The Boston Landmarks Orchestra’s next free concert, at the Hatch Shell on August 21st, will be Cole Porter’s Kiss Me, Kate, its second collaboration with Commonwealth Shakespeare Company following last season’s Symphonic Shakespeare.
According to Music Director Christopher Wilkins, “It will be a concert performance ‘plus.’ I say ‘plus’ because many elements of a full production are in place. The show is still fully directed: entrances, exits, blocking and movement are all carefully prepared and rehearsed. Steven Maler, the CSC’s Founding Artistic Director, directs, along with Associate Artistic Director Adam Sanders, who co-directs. The audience will see all the character interactions of a staged production, just not the elaborate sets and costumes constituting a full production. There will be lots of great dancing from the whole company, and choreography by the wonderful Yo-el Cassel, CSC’s resident choreographer, who also teaches at the Boston Ballet School.
The cast delivers a trimmed-down version of the script, the first priority being to deliver nearly every note of Cole Porter’s fabulous score. The orchestra will be large, even for the standards of 1948, the year of the show’s premiere. We will be a 37-piece orchestra. Even the recent South Pacific revival on Broadway – heralded as a triumph for its return to the original sound ideal – had only 30. Kiss Me, Kate calls for a flexible instrumental ensemble that can deliver both the lush sounds of the ballads and a true big band quality at times as well, and this accounts in part for the extra musicians needed. We’ll be playing the original orchestrations of Robert Russell Bennett. We have a fabulous cast of mostly Boston-based talent, with Kerry O’Malley and Marc Kudisch as our leads, two genuine stars of Broadway and the American theater scene.”
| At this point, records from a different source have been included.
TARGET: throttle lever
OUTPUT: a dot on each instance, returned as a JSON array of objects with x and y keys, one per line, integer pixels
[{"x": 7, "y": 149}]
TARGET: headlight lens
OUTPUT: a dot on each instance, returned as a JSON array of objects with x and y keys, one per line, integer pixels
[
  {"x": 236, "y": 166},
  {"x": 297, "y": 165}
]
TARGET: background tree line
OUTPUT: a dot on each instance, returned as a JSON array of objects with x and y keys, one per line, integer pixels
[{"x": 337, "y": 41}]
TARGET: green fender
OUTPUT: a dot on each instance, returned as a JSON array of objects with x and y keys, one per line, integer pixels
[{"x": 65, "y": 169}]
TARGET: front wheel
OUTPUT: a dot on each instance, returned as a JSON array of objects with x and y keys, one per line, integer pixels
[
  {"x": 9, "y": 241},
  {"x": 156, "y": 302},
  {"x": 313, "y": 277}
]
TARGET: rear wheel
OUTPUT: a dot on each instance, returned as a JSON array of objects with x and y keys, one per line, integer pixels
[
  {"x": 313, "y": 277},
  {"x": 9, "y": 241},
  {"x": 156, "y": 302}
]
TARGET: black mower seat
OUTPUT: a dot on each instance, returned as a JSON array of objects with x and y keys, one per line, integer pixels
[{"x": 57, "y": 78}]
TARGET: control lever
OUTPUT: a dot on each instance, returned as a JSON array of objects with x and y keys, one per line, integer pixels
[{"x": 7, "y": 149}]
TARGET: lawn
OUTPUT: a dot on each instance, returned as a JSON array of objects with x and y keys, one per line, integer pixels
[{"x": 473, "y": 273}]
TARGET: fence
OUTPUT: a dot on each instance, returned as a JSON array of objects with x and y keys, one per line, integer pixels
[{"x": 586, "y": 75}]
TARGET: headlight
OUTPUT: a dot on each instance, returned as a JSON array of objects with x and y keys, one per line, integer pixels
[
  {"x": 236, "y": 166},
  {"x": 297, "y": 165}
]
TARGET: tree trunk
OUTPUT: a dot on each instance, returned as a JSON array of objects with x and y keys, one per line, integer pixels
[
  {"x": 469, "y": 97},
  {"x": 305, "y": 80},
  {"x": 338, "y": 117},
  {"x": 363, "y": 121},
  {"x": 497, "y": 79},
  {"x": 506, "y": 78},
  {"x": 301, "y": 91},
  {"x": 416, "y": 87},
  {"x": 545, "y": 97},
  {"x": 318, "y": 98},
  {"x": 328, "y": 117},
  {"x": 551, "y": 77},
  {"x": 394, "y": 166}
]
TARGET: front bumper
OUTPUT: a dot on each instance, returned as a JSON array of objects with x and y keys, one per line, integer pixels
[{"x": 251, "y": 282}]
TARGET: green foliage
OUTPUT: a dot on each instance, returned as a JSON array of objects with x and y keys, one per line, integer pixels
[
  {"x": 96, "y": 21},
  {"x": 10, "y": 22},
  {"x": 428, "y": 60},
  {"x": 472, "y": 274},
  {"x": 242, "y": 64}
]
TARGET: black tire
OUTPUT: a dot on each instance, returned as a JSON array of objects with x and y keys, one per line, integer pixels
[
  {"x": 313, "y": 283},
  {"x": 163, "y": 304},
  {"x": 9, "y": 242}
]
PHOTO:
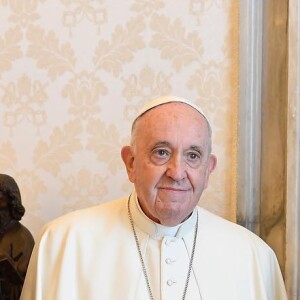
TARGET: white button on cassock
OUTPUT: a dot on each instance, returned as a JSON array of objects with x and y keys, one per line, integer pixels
[
  {"x": 169, "y": 260},
  {"x": 170, "y": 282}
]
BMInt: Will any spanking take place?
Christopher Wilkins: There are some very un-PC aspects to the show which, I think, if done with a wink of the eye, come off as fun. Taming the shrew did in fact require some “broad strokes.”
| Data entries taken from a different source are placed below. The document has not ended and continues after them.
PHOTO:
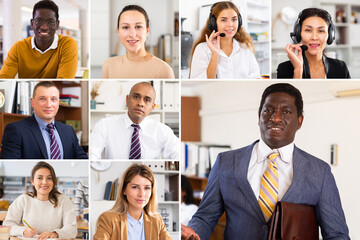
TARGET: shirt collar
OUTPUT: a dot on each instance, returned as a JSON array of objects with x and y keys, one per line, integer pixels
[
  {"x": 133, "y": 221},
  {"x": 52, "y": 46},
  {"x": 128, "y": 122},
  {"x": 286, "y": 152},
  {"x": 236, "y": 48},
  {"x": 42, "y": 123}
]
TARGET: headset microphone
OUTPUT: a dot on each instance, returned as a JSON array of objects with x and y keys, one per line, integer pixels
[{"x": 304, "y": 47}]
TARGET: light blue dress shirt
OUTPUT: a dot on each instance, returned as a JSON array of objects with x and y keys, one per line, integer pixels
[
  {"x": 135, "y": 227},
  {"x": 47, "y": 138}
]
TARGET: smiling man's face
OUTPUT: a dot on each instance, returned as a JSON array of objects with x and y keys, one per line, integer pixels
[
  {"x": 279, "y": 120},
  {"x": 44, "y": 25},
  {"x": 140, "y": 101}
]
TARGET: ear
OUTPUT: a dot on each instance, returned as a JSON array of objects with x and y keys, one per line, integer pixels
[
  {"x": 31, "y": 23},
  {"x": 300, "y": 120}
]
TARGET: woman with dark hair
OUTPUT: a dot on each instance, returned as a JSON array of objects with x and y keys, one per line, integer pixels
[
  {"x": 133, "y": 28},
  {"x": 313, "y": 30},
  {"x": 224, "y": 49},
  {"x": 188, "y": 207},
  {"x": 45, "y": 210},
  {"x": 134, "y": 213}
]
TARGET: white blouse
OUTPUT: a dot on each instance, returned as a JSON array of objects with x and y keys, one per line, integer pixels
[{"x": 241, "y": 64}]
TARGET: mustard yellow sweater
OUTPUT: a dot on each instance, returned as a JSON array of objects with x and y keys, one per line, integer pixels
[{"x": 29, "y": 63}]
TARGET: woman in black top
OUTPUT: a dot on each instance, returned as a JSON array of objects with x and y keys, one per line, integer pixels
[{"x": 313, "y": 30}]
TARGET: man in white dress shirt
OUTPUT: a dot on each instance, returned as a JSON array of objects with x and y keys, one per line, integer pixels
[{"x": 112, "y": 137}]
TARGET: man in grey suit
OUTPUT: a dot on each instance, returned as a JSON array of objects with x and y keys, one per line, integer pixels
[{"x": 236, "y": 179}]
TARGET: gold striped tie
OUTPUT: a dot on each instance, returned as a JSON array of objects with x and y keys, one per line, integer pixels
[{"x": 269, "y": 187}]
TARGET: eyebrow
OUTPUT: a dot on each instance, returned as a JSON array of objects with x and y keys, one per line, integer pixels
[
  {"x": 309, "y": 26},
  {"x": 141, "y": 95},
  {"x": 135, "y": 184},
  {"x": 135, "y": 23}
]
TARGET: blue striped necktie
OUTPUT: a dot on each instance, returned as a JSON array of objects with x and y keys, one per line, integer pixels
[
  {"x": 135, "y": 150},
  {"x": 54, "y": 146}
]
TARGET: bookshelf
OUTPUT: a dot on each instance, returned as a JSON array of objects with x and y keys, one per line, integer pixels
[
  {"x": 1, "y": 47},
  {"x": 112, "y": 101},
  {"x": 257, "y": 24},
  {"x": 77, "y": 113}
]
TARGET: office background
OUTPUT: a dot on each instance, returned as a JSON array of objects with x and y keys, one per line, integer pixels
[
  {"x": 346, "y": 17},
  {"x": 229, "y": 116},
  {"x": 105, "y": 43},
  {"x": 256, "y": 21}
]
No one is going to eliminate Shylock from The Merchant of Venice either, I don’t think.
That’s right, I think most companies now don’t even try. They deliver it as it is, and allow the commentary and reactions to follow. Controversy is inevitable in art, and the extent to which it provokes discussion can be useful.
I can’t remember if there’s much of a chorus in Kiss Me, Kate.
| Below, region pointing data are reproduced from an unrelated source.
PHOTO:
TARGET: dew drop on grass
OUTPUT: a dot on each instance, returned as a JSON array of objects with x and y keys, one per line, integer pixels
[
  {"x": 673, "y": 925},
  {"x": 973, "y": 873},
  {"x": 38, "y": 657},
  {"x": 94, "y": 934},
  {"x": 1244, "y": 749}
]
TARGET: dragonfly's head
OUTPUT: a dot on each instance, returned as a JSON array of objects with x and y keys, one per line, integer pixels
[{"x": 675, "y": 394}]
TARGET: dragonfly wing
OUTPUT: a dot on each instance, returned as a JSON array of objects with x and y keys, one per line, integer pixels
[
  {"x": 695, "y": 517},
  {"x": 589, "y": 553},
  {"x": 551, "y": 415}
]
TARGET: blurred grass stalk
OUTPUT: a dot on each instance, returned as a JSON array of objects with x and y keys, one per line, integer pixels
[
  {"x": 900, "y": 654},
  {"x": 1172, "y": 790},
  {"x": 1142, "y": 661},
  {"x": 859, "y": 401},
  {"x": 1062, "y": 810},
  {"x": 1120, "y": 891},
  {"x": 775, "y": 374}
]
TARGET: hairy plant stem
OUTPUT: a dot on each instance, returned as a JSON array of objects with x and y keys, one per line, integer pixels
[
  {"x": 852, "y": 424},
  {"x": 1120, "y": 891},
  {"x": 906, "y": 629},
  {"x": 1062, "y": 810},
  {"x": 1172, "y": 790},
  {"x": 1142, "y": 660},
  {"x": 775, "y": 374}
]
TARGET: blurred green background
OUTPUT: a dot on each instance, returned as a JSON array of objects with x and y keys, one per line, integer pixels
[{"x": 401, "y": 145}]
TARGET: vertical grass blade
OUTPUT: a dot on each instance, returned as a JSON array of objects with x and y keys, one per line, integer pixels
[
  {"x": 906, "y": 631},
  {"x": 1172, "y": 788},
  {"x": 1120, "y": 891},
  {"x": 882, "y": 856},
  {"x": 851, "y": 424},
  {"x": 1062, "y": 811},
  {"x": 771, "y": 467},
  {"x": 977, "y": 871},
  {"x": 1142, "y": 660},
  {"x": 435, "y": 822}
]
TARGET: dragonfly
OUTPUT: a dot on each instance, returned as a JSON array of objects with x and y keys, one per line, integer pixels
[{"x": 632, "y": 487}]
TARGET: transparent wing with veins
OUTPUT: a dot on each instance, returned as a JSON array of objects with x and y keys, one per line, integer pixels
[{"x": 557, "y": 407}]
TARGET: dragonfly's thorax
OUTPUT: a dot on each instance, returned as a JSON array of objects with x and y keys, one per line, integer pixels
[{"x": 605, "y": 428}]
Yeah, there’s a quite a lot! Although the show’s emphasis is on the two leading couples, the full company plays an important role. After all, the story is about a traveling Shakespearean troupe performing The Taming of the Shrew. So, for example, we get two openings performed by the whole company: one for the opening of the show, and the other for the opening of the play within the play, the Shrew opening. Kiss Me, Kate also has two finales: one is the Shrew finale, part of the Shakespearean “performance,” the other is the Grand Finale featuring the whole company singing “Brush Up Your Shakespeare.”
“Brush up your Shakespeare” is hilariously sung by gangsters, as I remember.
It’s hilarious partly because of the ridiculousness of these guys rattling of Shakespearean verse and references, but also because of Cole Porter’s lyrics. They are stunning. Porter was unusual in that he wrote all his own lyrics, and they’re as good as it gets. Probably the other best-known company number is “Too Darn Hot.” One of the challenges is that the cast sings some of the most sophisticated music ever written for Broadway, delivers lines written by the greatest writer in the history of the English language, and then turn around and dance their butts off. It demands a really talented bunch. There are also deeply expressive tunes like “Why Can’t You Behave?,” “So in Love” and “Wunderbar,” which are in a class of their own. Very few shows work with such mastery at all these levels.
Well, people can rent the 1953 film version from Netflix beforehand if they want to brush up on their Porter.
Exactly! And they should also plan to come to the Esplanade with its lagoons and gondolas. “Venice on the Charles.”